Enviada em 21/05/2020

A fábula da “Formiga e da Cigarra” tem como lição moral a valorização do trabalho e do uso consciente dos bens materiais. Fora da literatura, o cenário econômico é negligenciado pela ausência da educação financeira nos diversos segmentos da sociedade brasileira. Esse processo possui inúmeras consequências, dos quais destacam-se o endividamento precoce e o aumento do consumismo.

Em primeiro lugar, é pertinente compreender que a falta de uma educação financeira trata-se de um dos agentes que contribuem para o endividamento de uma parcela da população.
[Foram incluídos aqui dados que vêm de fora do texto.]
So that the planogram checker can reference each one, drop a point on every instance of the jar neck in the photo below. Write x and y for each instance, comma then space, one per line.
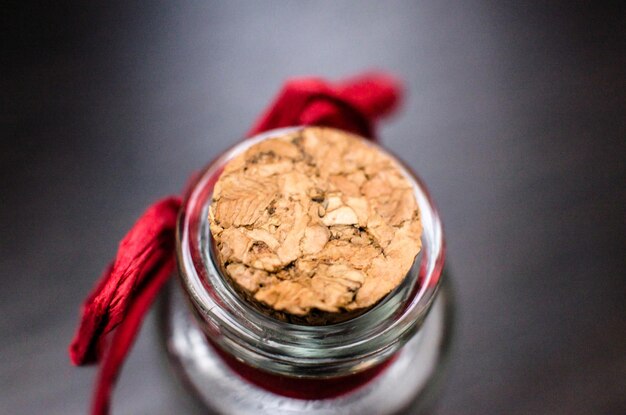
288, 349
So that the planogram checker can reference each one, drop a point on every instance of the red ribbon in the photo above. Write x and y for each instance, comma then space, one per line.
145, 258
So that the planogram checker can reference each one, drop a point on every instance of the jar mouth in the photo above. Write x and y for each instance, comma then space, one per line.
292, 349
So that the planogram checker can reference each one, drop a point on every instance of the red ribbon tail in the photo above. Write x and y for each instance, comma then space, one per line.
125, 335
353, 105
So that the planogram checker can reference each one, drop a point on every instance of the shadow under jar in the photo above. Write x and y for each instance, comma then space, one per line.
237, 360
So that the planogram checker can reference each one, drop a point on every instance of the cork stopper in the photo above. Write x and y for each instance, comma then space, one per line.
315, 226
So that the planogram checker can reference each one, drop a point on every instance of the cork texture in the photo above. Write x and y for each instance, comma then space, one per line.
315, 226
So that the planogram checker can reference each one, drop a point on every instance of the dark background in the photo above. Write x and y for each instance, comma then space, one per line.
515, 118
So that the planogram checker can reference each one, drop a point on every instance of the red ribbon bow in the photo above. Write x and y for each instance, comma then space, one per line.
145, 258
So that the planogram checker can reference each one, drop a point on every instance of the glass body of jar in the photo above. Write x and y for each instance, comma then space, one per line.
236, 360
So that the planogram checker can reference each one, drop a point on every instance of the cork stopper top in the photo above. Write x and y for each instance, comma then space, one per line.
314, 226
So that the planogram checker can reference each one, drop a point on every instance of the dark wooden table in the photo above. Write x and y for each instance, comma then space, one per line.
515, 118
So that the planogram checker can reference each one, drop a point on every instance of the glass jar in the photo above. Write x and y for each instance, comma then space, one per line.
237, 360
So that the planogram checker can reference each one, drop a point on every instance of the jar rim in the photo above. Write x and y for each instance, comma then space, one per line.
292, 349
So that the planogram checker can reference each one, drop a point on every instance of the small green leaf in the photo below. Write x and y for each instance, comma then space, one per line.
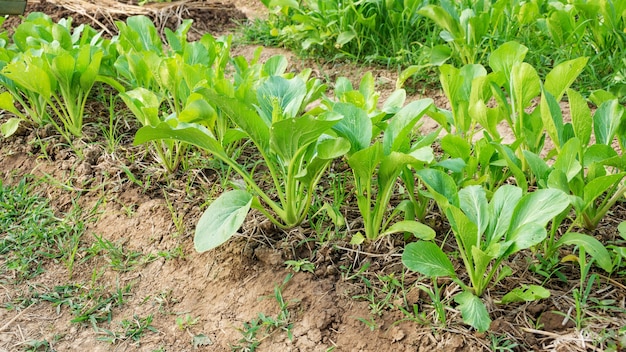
473, 311
441, 185
563, 75
526, 293
606, 121
357, 239
222, 219
428, 259
567, 161
581, 116
592, 246
418, 229
505, 56
355, 126
9, 127
8, 103
456, 146
622, 229
539, 207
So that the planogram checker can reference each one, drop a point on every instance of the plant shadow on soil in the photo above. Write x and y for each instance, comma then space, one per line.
202, 301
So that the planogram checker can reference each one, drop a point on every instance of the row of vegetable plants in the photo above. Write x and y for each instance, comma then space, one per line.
430, 32
499, 197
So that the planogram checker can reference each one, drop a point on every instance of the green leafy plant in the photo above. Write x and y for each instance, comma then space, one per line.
376, 167
57, 66
164, 83
292, 142
486, 232
591, 172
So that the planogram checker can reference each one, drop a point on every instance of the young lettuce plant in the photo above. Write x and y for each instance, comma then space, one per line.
376, 167
486, 232
293, 144
163, 83
55, 66
591, 172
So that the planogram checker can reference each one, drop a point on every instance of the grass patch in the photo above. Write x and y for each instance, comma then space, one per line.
31, 234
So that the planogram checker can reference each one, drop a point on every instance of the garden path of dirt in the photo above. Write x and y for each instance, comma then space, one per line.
230, 285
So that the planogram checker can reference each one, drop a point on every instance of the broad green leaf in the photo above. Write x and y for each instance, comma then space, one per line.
9, 127
288, 94
394, 102
473, 202
63, 67
539, 208
345, 37
144, 104
441, 185
606, 121
552, 118
481, 261
422, 155
355, 126
599, 154
524, 237
592, 246
31, 76
456, 146
567, 161
289, 136
473, 311
197, 109
244, 116
428, 259
581, 116
402, 123
596, 187
90, 74
501, 209
538, 166
557, 179
222, 219
465, 231
622, 229
189, 133
8, 103
418, 229
357, 239
526, 293
332, 148
505, 56
334, 214
514, 164
364, 162
526, 85
563, 75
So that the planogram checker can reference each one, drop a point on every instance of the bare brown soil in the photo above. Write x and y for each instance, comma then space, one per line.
333, 308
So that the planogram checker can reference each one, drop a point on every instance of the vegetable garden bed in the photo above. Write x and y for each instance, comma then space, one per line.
336, 210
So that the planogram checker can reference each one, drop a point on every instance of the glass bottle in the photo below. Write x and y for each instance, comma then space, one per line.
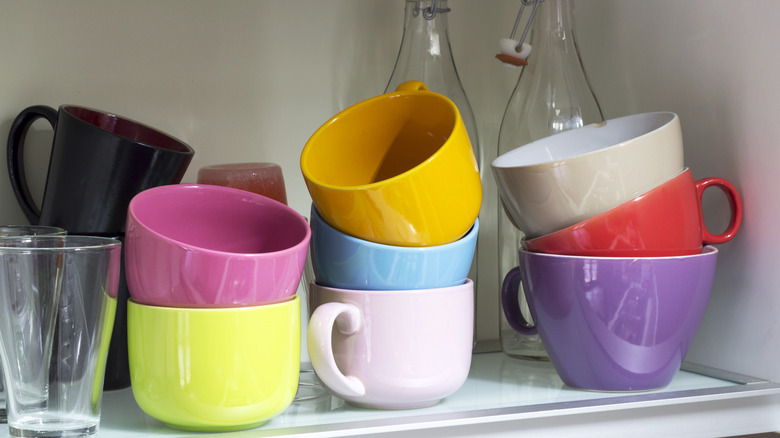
425, 55
552, 95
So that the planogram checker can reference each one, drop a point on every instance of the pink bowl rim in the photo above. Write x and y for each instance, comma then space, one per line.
302, 245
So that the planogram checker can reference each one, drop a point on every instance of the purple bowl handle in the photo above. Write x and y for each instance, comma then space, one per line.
511, 303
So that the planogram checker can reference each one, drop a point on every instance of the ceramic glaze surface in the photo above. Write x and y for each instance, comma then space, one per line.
214, 369
613, 323
392, 349
558, 181
198, 245
343, 261
666, 221
396, 169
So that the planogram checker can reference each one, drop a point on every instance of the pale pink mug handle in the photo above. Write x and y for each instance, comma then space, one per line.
320, 346
735, 204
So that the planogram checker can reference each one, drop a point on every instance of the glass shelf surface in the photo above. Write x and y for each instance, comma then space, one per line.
497, 385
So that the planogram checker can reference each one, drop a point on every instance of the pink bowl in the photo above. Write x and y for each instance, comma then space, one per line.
190, 245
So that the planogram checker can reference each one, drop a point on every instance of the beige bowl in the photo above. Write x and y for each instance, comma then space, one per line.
555, 182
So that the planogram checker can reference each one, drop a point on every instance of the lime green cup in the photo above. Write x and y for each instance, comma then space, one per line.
214, 369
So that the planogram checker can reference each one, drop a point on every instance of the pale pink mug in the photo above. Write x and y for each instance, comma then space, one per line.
398, 349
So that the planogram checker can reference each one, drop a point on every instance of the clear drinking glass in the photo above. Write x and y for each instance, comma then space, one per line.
552, 95
22, 230
58, 297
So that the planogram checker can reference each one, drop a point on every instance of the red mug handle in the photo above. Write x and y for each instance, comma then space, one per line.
735, 205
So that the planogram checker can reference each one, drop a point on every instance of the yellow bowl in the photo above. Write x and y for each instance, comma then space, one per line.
214, 369
396, 169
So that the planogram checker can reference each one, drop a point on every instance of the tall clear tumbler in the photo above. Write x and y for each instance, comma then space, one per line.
58, 297
14, 231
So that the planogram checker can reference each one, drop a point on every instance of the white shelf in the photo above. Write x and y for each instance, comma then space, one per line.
505, 396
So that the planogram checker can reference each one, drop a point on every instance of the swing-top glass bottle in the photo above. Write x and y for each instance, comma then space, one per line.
552, 95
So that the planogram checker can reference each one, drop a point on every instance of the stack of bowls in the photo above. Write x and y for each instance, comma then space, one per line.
616, 264
396, 193
213, 320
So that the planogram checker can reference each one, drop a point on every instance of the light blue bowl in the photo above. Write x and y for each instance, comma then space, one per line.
343, 261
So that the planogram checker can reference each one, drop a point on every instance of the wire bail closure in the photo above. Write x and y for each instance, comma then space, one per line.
523, 4
429, 13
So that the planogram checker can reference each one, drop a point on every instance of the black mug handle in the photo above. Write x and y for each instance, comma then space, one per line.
15, 152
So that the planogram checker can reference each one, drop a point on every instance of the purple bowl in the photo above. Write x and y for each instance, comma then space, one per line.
612, 323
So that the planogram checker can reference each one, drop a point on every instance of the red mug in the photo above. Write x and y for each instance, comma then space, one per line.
666, 221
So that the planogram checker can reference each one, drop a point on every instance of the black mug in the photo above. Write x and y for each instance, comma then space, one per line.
99, 161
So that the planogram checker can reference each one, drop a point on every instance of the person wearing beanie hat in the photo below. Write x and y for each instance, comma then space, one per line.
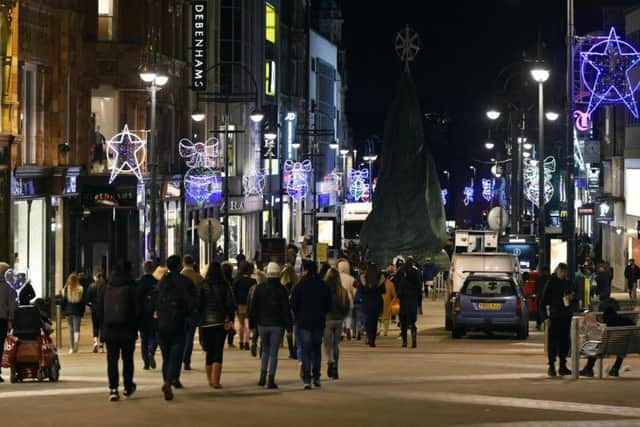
270, 311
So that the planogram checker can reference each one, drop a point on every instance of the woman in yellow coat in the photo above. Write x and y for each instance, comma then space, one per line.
387, 299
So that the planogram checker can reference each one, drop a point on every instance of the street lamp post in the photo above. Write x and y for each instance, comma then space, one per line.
540, 75
156, 79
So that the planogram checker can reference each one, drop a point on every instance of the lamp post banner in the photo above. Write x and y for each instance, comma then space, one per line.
199, 45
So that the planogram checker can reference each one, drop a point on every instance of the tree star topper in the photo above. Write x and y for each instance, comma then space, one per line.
606, 70
129, 152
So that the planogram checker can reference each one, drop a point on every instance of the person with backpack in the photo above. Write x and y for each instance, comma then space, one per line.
118, 307
271, 313
147, 289
174, 305
216, 314
339, 309
91, 300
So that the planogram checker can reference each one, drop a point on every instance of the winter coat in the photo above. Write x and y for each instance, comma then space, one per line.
270, 305
8, 303
129, 330
241, 288
146, 295
310, 301
389, 295
216, 304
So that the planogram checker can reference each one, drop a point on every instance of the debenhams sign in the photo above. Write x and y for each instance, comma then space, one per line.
199, 44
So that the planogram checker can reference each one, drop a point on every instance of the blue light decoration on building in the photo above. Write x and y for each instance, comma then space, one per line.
202, 182
607, 70
359, 185
469, 195
488, 188
296, 178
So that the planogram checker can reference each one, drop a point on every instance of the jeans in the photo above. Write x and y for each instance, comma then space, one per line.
74, 327
311, 341
332, 333
172, 348
188, 344
116, 349
148, 346
271, 337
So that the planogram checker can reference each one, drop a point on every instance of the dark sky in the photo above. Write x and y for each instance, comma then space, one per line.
465, 44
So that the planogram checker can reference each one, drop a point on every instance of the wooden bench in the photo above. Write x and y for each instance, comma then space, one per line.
615, 341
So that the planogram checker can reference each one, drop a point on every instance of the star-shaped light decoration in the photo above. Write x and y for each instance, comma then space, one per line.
129, 152
606, 71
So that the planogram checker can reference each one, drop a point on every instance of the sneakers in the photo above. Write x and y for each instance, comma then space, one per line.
129, 392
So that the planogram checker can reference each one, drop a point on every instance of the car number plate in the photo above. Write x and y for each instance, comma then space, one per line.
489, 306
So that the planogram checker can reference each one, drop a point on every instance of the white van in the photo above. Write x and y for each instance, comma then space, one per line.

Segundo os dados do Serviço de Proteção ao Crédito e da Conferência Nacional de Dirigentes Lojistas, 12 milhões de brasileiros, entre 25 e 29 anos, já estão inadimplentes. Essa circunstância comprova que as consequências da ausência de um processo educativo acerca das questões financeiras são percebidas rapidamente. Isto é, os jovens não recebem as devidas orientações no ambiente familiar, por exemplo, e ao ingressar no mercado de trabalho, e receberem o seu primeiro salário, não conseguem gerir esse valor de forma consciente e dentro da sua realidade financeira, fazendo com que esse indivíduo passe a fazer parte da estatística de pessoas inadimplentes.

Em segundo lugar, é notório que negligência com os aspectos voltados para a educação financeira acarreta em uma postura mais consumista dos cidadãos brasileiros. De acordo com Zigmunt Bauman, um importante sociólogo polonês, a sociedade contemporânea vivencia “tempos líquidos”, no qual nada foi feito para durar. Esse cenário fica evidente, por exemplo, ao analisar o fluxo intenso de lançamento de novas versões do mesmo modelo de um celular ao longo de um ano. Desse modo, a falta de ferramentas que forneça o uso adequado do dinheiro faz com que os indivíduos comprem de forma inconsciente e sem analisar criticamente a necessidade de se adquirir determinado bem de consumo ou de como seria a maneira mais correta de efetuar uma determinada compra.  Em outras palavras, sem que ocorra um planejamento efetivo das finanças.

Logo, torna-se evidente a importância de se investir na educação financeira.  Portanto, cabe as Organizações não Governamentais promover cursos de curta duração sobre a gestão das finanças. Esses cursos deverão contar com a presença de economistas e pedagogos, com a finalidade de ensinar ferramentas de gerenciamento financeiro, bem como formas de passar esse conteúdo para os indivíduos mais jovens. Ademais, os Centros Educacionais devem realizar ciclos de debates sobre economia. Esses debates devem abordar temáticas como o consumismo, gestão financeira e empreendedorismo, visando uma postura mais consciente sobre o uso do dinheiro.